Um lugar de destaque é a François Leguat Giant Tortoise and Cave Reserve. Ali, centenas de tartarugas gigantes circulam por um vale reflorestado, pensado para lembrar o ambiente original da ilha. O visitante caminha por trilhas entre os animais e, depois, desce a cavernas onde formações calcárias ajudam a contar a história geológica da região.

As autoridades procuram levar a sério a proteção desse ecossistema sensível. Em partes da ilha, existem limitações ao uso de plásticos descartáveis; iniciativas locais recolhem lixo de praias e da área da lagoa. Também cresce, entre pesca e operadores de barcos, a noção de que o recife - base de vida e de renda - não suporta pressão ilimitada.

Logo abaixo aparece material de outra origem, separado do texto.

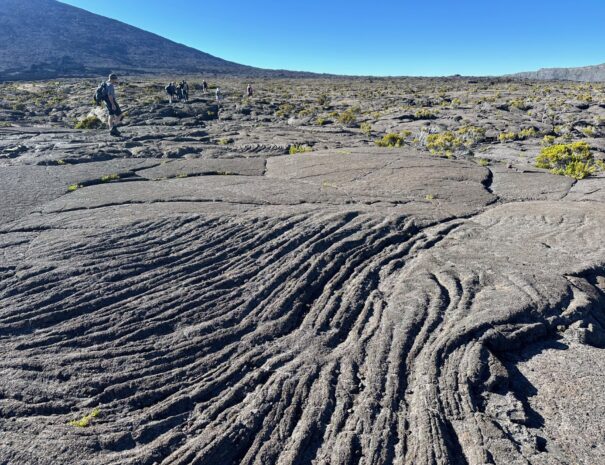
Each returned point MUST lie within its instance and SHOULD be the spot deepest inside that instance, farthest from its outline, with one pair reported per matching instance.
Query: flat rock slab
(592, 189)
(513, 185)
(286, 319)
(196, 167)
(565, 378)
(317, 307)
(24, 187)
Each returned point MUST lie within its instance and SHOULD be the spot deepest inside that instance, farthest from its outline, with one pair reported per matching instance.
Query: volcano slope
(345, 306)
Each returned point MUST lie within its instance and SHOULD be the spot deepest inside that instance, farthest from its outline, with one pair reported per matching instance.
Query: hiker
(185, 90)
(171, 91)
(115, 113)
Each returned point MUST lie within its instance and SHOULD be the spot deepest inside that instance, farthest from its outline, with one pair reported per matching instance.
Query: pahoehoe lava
(217, 300)
(250, 327)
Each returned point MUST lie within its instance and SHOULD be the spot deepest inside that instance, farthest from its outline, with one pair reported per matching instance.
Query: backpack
(100, 94)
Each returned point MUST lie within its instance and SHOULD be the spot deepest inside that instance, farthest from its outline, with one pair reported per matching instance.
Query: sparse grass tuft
(574, 160)
(294, 149)
(86, 420)
(90, 122)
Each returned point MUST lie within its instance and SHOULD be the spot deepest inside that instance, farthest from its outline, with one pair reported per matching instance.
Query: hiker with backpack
(171, 91)
(106, 92)
(185, 90)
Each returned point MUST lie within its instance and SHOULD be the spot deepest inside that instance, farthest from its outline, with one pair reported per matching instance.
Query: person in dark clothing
(185, 90)
(115, 113)
(171, 91)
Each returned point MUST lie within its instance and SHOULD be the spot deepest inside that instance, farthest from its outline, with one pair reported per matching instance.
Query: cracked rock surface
(227, 304)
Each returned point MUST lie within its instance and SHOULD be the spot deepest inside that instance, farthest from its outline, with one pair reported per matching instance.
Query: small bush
(90, 122)
(445, 143)
(366, 128)
(507, 136)
(348, 117)
(527, 133)
(294, 149)
(323, 100)
(589, 131)
(110, 177)
(392, 140)
(425, 114)
(574, 160)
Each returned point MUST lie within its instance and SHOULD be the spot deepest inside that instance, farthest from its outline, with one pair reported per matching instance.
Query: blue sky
(420, 38)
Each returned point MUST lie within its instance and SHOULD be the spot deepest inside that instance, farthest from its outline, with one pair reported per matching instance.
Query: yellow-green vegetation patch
(574, 160)
(294, 149)
(393, 140)
(86, 420)
(110, 177)
(90, 122)
(507, 136)
(425, 114)
(348, 117)
(446, 143)
(366, 128)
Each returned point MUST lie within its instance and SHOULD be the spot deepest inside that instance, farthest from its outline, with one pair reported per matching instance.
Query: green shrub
(284, 110)
(548, 140)
(294, 149)
(527, 133)
(507, 136)
(589, 131)
(110, 177)
(574, 160)
(425, 114)
(323, 100)
(348, 117)
(392, 140)
(90, 122)
(86, 420)
(366, 128)
(445, 143)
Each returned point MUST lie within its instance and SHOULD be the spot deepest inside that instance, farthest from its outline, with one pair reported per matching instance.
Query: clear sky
(378, 37)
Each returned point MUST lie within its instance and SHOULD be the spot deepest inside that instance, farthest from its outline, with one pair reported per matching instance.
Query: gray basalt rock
(351, 305)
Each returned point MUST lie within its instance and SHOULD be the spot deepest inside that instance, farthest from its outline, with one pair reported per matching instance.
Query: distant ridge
(584, 74)
(45, 39)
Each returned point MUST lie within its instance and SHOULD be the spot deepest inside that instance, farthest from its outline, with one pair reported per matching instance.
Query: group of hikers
(178, 92)
(106, 93)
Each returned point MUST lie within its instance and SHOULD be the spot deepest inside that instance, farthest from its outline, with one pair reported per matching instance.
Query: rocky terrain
(330, 272)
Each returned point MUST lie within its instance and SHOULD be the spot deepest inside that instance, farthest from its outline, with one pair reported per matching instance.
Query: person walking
(185, 88)
(113, 109)
(170, 90)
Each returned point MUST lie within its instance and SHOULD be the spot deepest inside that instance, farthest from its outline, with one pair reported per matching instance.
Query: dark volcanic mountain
(583, 74)
(46, 39)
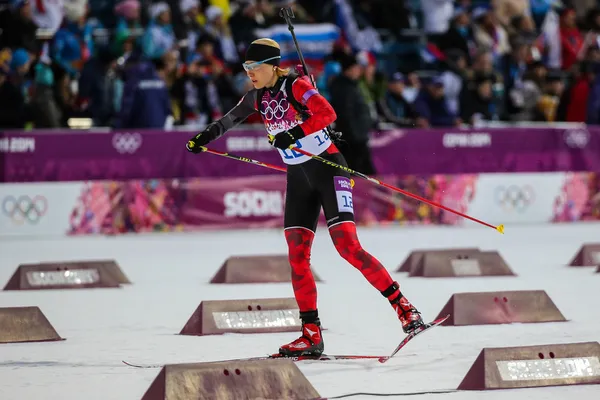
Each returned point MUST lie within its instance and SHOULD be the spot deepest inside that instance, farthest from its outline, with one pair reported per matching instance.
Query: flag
(315, 40)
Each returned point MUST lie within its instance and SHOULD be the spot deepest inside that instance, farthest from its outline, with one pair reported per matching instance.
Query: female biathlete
(311, 185)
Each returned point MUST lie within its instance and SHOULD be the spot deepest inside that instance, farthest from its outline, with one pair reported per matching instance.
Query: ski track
(139, 323)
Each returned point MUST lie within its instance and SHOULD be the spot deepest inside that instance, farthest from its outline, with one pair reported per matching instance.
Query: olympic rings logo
(274, 109)
(514, 198)
(577, 138)
(127, 143)
(25, 208)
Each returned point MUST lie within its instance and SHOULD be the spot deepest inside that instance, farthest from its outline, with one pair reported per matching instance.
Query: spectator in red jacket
(571, 40)
(578, 96)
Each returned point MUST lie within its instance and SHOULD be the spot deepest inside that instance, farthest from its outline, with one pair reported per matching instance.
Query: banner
(316, 41)
(81, 156)
(37, 209)
(162, 205)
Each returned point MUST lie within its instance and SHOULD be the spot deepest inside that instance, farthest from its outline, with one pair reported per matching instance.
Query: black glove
(284, 140)
(210, 133)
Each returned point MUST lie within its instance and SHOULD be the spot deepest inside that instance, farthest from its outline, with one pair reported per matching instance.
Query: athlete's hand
(286, 139)
(197, 143)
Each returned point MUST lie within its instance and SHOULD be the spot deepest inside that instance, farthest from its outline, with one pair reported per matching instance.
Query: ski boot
(408, 315)
(311, 341)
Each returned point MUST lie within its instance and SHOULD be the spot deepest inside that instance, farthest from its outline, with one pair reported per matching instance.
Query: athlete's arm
(322, 113)
(235, 116)
(216, 129)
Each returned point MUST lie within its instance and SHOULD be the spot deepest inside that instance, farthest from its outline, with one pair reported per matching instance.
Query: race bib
(343, 192)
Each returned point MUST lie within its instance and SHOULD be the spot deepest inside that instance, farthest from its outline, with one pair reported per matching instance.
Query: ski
(322, 357)
(411, 335)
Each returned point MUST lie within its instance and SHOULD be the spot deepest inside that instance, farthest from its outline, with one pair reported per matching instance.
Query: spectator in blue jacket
(74, 42)
(146, 102)
(431, 105)
(593, 109)
(159, 38)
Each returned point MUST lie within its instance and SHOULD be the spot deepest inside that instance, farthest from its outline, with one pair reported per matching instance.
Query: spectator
(97, 88)
(159, 38)
(331, 69)
(146, 102)
(412, 87)
(548, 102)
(453, 78)
(393, 15)
(476, 102)
(459, 35)
(539, 10)
(507, 10)
(431, 105)
(44, 108)
(395, 108)
(221, 93)
(593, 108)
(193, 23)
(437, 15)
(128, 26)
(48, 14)
(73, 43)
(18, 28)
(523, 26)
(573, 106)
(13, 110)
(525, 96)
(218, 29)
(571, 40)
(372, 83)
(513, 67)
(489, 34)
(483, 63)
(190, 95)
(353, 115)
(248, 17)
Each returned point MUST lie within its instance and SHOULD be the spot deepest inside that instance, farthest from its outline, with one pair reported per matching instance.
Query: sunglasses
(254, 65)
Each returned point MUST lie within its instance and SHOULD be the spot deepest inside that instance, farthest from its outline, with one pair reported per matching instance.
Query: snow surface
(170, 272)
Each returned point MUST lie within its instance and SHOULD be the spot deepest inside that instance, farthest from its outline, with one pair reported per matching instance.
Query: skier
(295, 114)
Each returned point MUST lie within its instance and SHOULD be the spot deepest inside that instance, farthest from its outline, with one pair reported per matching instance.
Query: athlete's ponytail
(264, 48)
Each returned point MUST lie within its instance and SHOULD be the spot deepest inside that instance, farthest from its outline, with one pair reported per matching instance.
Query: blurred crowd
(423, 63)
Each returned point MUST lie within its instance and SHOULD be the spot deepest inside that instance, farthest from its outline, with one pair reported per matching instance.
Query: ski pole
(244, 159)
(499, 228)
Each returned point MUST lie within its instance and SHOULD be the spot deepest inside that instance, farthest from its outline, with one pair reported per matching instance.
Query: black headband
(261, 52)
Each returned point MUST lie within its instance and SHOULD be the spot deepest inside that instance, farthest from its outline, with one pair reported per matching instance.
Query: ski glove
(210, 133)
(284, 140)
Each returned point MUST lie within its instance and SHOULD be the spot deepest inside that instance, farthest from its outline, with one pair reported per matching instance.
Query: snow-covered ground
(170, 274)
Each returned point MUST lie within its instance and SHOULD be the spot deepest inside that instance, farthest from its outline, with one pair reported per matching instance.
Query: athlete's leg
(336, 197)
(302, 209)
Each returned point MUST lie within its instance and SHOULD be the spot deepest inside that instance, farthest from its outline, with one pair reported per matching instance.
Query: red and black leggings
(310, 186)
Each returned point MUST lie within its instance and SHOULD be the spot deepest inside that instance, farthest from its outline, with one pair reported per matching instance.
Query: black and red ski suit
(311, 185)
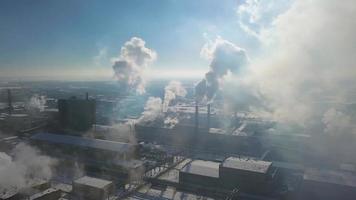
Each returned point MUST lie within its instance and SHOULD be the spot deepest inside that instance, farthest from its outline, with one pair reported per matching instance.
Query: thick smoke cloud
(37, 103)
(224, 57)
(171, 91)
(306, 74)
(134, 58)
(24, 168)
(152, 110)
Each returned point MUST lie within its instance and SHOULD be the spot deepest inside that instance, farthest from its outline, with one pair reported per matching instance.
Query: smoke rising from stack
(23, 169)
(129, 67)
(152, 110)
(306, 72)
(37, 103)
(224, 57)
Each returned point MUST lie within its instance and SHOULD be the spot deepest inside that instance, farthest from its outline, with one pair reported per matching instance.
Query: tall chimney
(9, 99)
(208, 117)
(196, 117)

Para quem Rodrigues vale mais a pena

Rodrigues não combina com todo tipo de viajante. Quem quer bares, baladas, shopping e agenda de animação cheia provavelmente vai se frustrar. A proposta se encaixa melhor em pessoas que buscam sossego, convivência com moradores e natureza ao alcance da porta.

  • Casais que procuram uma alternativa tranquila a Maurício ou às Maldivas
  • Kitesurfistas e praticantes de esportes de vento que desejam condições estáveis e água rasa
  • Viajantes independentes que gostam de se hospedar em casas de hóspedes e ter flexibilidade
  • Hóspedes de longa permanência que querem algumas semanas longe da rotina e valorizam uma base mais barata
  • Famílias com crianças mais velhas que passam muito tempo ao ar livre e não precisam de programação constante

Quem decide ir ganha se levar uma dose de paciência. Há transporte público, mas não funciona como relógio. Alguns restaurantes fecham mais cedo do que muitos europeus esperam. Em compensação, conversas e portas abertas aparecem quando você tem tempo - e não tenta encaixar a ilha em um roteiro rígido.

Dicas práticas para organizar a viagem

Para montar um plano que faça sentido, vale considerar Rodrigues junto com Maurício. Muita gente passa alguns dias em Maurício e depois segue para Rodrigues - ou faz o inverso para terminar a viagem com um pouco mais de conforto.

Dependendo da época, os voos entre as ilhas lotam rápido. Quem viaja no inverno europeu costuma se sair melhor reservando com antecedência. Há aluguel de carro no aeroporto e em Port Mathurin; ajuda ter permissão internacional para dirigir e um pouco de tranquilidade para lidar com a mão inglesa.

Na parte de saúde, para muitos viajantes basta o básico de regiões tropicais: protetor solar, repelente e, se necessário, orientação sobre vacinas de rotina. A estrutura médica é simples, mas existe hospital e clínicas menores. Para procedimentos mais complexos, Maurício funciona como apoio.

No fim das contas, Rodrigues mostra que, em 2026, férias tropicais não precisam vir junto de superlotação, barulho e resort de luxo. Quem topa ir um pouco além e abrir mão do espetáculo do turismo de massa encontra uma ilha de lagoa que parece ter passado ao largo do grande boom turístico.